Ok drained the hydro oil and cleaned the filter which is NOT the problem. However, I did find slivers of fine metal in oil and on the screen. SOOOO, where would the metal come from? The old Pump? Is there something else that the Pump actually pumps into that is disintegrating? 
I really do NOT understand mechanicals at all, especially tractors. Altho I would rather work on a tractor than a truck or car. I don't understand why the engine stops Hard with a Screech. Altho I did have a guy that works at Ford tractors and HE said it is NOT the engine, she runs and accelerates way to smooth. Drained the motor oil and only found one sliver of metal. but I could have missed that when I drained the hydro oil out.

Any Ideas guys?


----------



## smokinmad (Dec 24, 2013)

OK...thought I'd do a follow up...

Bought me a Yanmar 276D...took my loader off my JD850 to put on the 276D....My Son was up from San Antonio for Thanksgiving 2016....
Hey what ya gonna do with Johnnie?
Gonna get her running and give her to you....
He came back for Christmas with a trailer.....

The Hydraulic pump shredded....that was the metal on the filter screen.....
She had an aftermarket PowerSteering Unit on her...that started to leak, hydraulic fluid.....

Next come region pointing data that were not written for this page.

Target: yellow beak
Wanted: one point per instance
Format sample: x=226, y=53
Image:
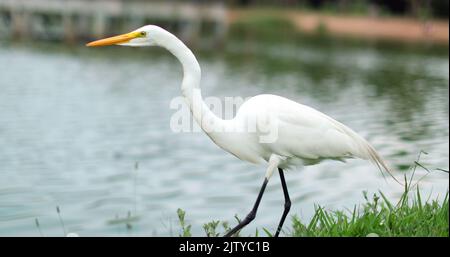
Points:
x=115, y=40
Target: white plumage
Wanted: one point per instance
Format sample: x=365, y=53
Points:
x=301, y=135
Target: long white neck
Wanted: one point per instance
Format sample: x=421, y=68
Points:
x=190, y=86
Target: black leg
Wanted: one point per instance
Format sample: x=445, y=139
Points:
x=287, y=202
x=251, y=216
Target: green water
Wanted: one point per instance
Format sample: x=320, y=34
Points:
x=74, y=121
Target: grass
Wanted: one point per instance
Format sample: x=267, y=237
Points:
x=380, y=217
x=410, y=216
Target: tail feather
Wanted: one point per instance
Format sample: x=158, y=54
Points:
x=365, y=150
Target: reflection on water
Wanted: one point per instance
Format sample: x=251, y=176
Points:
x=74, y=123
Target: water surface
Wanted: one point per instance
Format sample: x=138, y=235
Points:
x=76, y=123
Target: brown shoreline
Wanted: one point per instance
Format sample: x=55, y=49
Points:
x=386, y=28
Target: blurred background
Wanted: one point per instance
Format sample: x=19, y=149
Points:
x=87, y=130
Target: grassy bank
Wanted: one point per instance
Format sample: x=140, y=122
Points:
x=378, y=216
x=400, y=29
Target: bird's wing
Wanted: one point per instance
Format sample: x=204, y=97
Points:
x=307, y=133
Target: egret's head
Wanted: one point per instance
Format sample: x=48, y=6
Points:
x=144, y=36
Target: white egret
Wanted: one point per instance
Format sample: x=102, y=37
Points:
x=304, y=136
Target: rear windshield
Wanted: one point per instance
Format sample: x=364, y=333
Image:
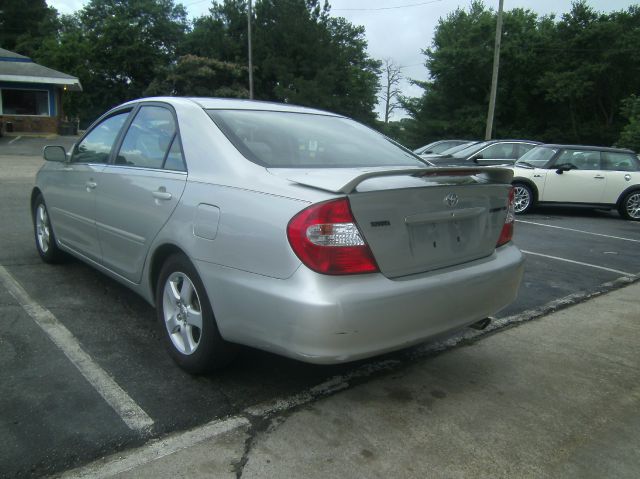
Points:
x=301, y=140
x=470, y=150
x=537, y=157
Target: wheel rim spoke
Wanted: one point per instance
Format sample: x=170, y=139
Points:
x=186, y=292
x=42, y=228
x=182, y=313
x=187, y=339
x=194, y=318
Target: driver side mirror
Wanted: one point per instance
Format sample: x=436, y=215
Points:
x=54, y=153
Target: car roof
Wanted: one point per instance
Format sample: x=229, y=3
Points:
x=236, y=104
x=498, y=140
x=587, y=147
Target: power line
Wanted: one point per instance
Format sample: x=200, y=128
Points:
x=384, y=8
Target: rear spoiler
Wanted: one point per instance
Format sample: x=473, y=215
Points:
x=346, y=182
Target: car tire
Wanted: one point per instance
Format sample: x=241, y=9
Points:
x=186, y=319
x=523, y=201
x=46, y=243
x=629, y=207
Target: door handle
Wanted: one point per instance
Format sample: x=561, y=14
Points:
x=162, y=194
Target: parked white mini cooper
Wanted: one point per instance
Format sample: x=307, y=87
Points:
x=587, y=175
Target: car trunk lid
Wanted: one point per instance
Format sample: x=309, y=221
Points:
x=418, y=220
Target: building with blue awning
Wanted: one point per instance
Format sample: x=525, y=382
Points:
x=31, y=94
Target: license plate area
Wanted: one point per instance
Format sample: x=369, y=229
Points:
x=446, y=238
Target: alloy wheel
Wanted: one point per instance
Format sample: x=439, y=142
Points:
x=182, y=313
x=522, y=199
x=632, y=205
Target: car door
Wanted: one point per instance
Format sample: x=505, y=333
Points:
x=584, y=182
x=497, y=154
x=70, y=193
x=622, y=170
x=139, y=190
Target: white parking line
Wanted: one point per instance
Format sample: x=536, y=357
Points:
x=113, y=394
x=578, y=231
x=623, y=273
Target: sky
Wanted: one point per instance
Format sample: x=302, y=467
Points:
x=399, y=29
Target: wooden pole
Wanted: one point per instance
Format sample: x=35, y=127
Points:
x=250, y=53
x=494, y=76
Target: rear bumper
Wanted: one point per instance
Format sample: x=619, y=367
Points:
x=331, y=319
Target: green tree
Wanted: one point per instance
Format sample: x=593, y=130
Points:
x=117, y=48
x=202, y=76
x=630, y=135
x=301, y=54
x=561, y=80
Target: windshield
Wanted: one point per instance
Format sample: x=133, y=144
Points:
x=537, y=157
x=470, y=150
x=277, y=139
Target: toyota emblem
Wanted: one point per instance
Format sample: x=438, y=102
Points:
x=451, y=200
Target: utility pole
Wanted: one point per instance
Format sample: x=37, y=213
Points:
x=250, y=56
x=494, y=77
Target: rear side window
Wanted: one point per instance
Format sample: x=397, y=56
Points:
x=148, y=139
x=580, y=159
x=522, y=148
x=302, y=140
x=96, y=146
x=537, y=157
x=619, y=161
x=499, y=151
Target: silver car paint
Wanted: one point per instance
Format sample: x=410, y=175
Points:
x=261, y=293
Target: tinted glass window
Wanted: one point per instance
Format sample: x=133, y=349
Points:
x=537, y=157
x=148, y=139
x=500, y=151
x=522, y=148
x=457, y=148
x=470, y=150
x=580, y=159
x=174, y=160
x=619, y=161
x=96, y=146
x=301, y=140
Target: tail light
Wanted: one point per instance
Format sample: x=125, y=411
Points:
x=326, y=239
x=507, y=230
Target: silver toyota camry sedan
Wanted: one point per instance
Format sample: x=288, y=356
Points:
x=288, y=229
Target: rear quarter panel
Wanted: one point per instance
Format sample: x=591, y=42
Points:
x=250, y=234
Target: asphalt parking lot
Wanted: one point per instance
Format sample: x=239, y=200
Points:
x=54, y=417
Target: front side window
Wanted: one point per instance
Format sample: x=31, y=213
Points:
x=96, y=146
x=148, y=139
x=619, y=161
x=302, y=140
x=25, y=102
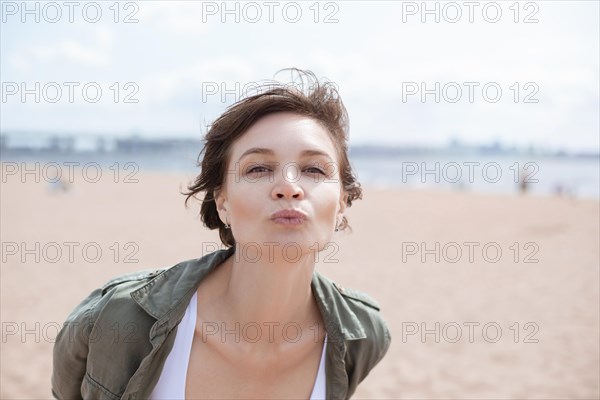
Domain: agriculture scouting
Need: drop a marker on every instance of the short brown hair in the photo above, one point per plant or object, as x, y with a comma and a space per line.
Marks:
320, 102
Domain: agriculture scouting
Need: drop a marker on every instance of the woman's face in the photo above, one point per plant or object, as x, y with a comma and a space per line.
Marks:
285, 161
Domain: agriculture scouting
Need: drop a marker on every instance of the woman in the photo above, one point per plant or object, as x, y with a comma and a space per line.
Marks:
254, 320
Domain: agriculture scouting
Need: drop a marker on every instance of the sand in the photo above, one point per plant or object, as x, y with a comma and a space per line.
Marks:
527, 329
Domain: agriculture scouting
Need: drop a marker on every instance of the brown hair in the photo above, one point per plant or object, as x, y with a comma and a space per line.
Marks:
321, 102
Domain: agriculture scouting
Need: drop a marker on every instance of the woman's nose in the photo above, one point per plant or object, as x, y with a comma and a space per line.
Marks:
288, 186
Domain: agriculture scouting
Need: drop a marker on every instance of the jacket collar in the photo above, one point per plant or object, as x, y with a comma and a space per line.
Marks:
167, 295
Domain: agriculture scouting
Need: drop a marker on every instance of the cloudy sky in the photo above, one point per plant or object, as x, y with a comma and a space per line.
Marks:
522, 73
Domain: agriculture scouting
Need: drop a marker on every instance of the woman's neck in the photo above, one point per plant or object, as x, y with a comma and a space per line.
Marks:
273, 292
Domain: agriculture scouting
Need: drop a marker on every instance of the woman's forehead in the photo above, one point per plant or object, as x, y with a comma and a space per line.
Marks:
284, 134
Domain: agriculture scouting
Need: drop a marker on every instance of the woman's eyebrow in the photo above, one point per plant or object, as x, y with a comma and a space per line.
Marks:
303, 153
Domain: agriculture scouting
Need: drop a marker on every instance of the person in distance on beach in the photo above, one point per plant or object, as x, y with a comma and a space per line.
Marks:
255, 319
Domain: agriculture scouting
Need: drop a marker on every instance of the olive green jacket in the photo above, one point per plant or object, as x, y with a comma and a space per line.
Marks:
115, 343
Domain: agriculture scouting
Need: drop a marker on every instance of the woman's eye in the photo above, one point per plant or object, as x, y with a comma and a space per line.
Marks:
315, 170
257, 169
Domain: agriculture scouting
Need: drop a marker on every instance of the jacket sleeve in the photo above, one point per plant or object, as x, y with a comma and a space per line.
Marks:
71, 349
365, 354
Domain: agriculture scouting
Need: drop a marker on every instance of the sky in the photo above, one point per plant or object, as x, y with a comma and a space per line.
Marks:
410, 73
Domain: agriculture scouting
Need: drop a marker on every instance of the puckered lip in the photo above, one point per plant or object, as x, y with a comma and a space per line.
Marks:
289, 213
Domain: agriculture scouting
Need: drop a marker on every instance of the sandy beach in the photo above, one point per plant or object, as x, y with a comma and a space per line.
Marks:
486, 296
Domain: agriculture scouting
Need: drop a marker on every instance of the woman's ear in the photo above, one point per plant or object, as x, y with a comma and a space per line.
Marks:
221, 203
343, 202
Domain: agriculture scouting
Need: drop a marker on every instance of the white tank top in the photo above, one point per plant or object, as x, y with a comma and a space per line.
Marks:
171, 384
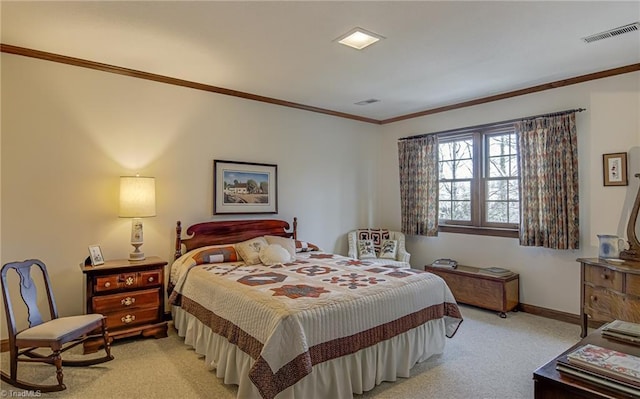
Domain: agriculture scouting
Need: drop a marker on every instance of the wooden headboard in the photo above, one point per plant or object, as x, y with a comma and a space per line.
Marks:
230, 232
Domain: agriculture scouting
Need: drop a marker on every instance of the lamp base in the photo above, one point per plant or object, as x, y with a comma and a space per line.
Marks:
136, 254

Son took the P/S unit apart and it was clogged also....so when you turned left...the hydraulics back pressured enough to kill the engine.......
So.....Johnnie is Now stirring up Dust in San Antonio, Once again...

Don't ya just Love a Happy Ending.....

p.s. I love the 276D.....put my 48" tiller on her.....Man can she Tear Up some Ground

edro: Smokin edro:


----------



## sixbales (May 18, 2011)

Welcome back to the forum smokinbad. Thanks for the followup. I always like a happy ending!


----------